Added a failing test showing the change in dtype when multiplying an array by a simple factor. This issue was found by comparing dtypes of lazy loaded cubes in iris (after simple multiplication) with those for which the data had been loaded, showing an inconsistency.

This issue can be worked around by replacing calls such as array * 1 with array * np.float32(1) or cube * 1 by cube * np.float32(1) (assuming the original data type was float32), but is a little cumbersome.

pelson commented 9 years ago

Added a failing test showing the change in dtype when multiplying an array by a simple factor.

I'm actually a little surprised by the behaviour, but you are right:

(np.arange(4, dtype=np.float32) / 1.5).dtype dtype('float32')

The problem can be seen at in Elementwise, specifically:

            dtype = numpy_op(np.ones(1, dtype=array1.dtype),
                             np.ones(1, dtype=array2.dtype)).dtype

For a concrete case, this is implementing logic like:

>>> np.multiply(np.ones(1, dtype=np.float32), np.array([1.2])).dtype
dtype('float64')

But actually you want

>>> np.multiply(np.ones(1, dtype=np.float32), 1.2).dtype
dtype('float32')

I suspect we will find we don't need additional tests in this case - it is just the existing tests would need changing.

marqh commented 8 years ago

Hello @matthew-mizielinski

The issue you describe is to do with element wise operations (in this case multiply) working with biggus arrays and python numbers However, all the tests are explicitly passing in numpy objects, e.g. np.int32

I expect tests in the test file you have submitted to obey the numpy casting rules.
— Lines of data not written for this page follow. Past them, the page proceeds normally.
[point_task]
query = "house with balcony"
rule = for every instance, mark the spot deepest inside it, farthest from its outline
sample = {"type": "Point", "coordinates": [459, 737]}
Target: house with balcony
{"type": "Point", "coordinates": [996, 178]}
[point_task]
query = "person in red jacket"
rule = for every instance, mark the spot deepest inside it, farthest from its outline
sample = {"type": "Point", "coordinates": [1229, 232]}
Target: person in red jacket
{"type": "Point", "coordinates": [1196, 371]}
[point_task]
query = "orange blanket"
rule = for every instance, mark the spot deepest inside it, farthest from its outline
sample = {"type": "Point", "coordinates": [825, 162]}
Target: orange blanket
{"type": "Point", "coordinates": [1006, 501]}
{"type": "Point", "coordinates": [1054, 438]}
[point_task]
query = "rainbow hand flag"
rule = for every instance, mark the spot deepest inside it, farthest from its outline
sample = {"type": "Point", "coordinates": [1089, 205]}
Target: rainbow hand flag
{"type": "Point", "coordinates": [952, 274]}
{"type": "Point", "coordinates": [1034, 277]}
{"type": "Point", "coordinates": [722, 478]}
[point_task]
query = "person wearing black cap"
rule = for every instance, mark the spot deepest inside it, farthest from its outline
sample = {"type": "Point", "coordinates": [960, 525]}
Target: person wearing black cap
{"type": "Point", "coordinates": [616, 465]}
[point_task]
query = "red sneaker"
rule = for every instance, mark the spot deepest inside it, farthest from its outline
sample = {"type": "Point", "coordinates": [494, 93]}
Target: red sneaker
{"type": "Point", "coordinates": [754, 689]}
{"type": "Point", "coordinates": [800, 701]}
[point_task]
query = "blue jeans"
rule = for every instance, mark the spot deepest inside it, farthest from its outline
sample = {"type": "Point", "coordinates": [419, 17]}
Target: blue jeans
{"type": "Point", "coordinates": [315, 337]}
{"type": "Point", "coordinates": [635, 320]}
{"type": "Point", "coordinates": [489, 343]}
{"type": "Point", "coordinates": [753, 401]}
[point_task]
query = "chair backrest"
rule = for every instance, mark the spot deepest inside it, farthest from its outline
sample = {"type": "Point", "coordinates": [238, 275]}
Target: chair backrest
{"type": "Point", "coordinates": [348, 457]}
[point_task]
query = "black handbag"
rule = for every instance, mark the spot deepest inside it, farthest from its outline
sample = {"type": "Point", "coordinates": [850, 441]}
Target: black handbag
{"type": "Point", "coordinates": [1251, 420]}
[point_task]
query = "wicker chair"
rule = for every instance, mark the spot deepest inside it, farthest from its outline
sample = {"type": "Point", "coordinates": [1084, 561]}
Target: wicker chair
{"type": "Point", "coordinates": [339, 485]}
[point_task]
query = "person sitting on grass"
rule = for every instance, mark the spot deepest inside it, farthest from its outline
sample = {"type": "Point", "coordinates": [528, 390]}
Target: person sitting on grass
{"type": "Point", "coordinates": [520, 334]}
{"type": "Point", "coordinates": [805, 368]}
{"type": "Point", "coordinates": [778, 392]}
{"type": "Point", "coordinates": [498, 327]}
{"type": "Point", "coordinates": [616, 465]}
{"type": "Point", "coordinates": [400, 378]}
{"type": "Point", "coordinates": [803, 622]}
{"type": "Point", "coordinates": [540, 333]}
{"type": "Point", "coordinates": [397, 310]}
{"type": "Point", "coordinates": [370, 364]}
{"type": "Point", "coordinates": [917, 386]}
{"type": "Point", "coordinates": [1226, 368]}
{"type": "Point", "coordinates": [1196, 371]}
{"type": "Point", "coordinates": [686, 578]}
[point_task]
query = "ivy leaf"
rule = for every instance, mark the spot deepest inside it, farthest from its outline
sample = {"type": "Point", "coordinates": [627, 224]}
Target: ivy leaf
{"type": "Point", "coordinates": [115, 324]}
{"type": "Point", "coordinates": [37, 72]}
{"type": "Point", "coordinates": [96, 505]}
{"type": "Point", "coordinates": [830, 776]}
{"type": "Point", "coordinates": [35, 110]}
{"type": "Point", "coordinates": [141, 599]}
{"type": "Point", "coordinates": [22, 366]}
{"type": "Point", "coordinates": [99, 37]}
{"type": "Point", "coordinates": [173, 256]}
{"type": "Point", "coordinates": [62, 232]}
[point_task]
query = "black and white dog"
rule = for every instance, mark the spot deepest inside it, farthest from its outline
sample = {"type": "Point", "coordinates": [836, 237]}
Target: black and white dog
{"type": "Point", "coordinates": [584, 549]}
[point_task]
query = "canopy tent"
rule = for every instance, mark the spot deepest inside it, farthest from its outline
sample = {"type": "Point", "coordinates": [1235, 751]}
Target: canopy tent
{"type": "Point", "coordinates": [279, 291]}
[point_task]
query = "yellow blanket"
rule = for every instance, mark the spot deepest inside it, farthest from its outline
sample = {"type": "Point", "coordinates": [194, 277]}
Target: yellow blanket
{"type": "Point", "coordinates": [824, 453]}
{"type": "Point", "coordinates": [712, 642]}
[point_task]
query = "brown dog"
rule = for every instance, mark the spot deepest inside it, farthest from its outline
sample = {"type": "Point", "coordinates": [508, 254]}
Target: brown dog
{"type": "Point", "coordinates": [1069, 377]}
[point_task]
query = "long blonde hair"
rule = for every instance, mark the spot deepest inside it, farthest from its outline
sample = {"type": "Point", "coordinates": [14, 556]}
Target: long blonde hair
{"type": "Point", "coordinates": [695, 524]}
So, Test.test_float32 passes Test.test_int32 fails.

I don't think this is a bug

A test set which passed in python numbers, 1, 2.2, should behave as numpy would behave. I think that #169 delivers this behaviour, and that this was the initial concern you raised

Please may you re-examine these tests, rebasing to master, and consider whether the tests are addressing the behaviour you want them to.

I would like to have my assertion that #169 fixes this problem confirmed or challenged

many thanks marq

pelson commented 8 years ago

I think this issue was solved by #169. Please feel free to re-open if I'm wrong.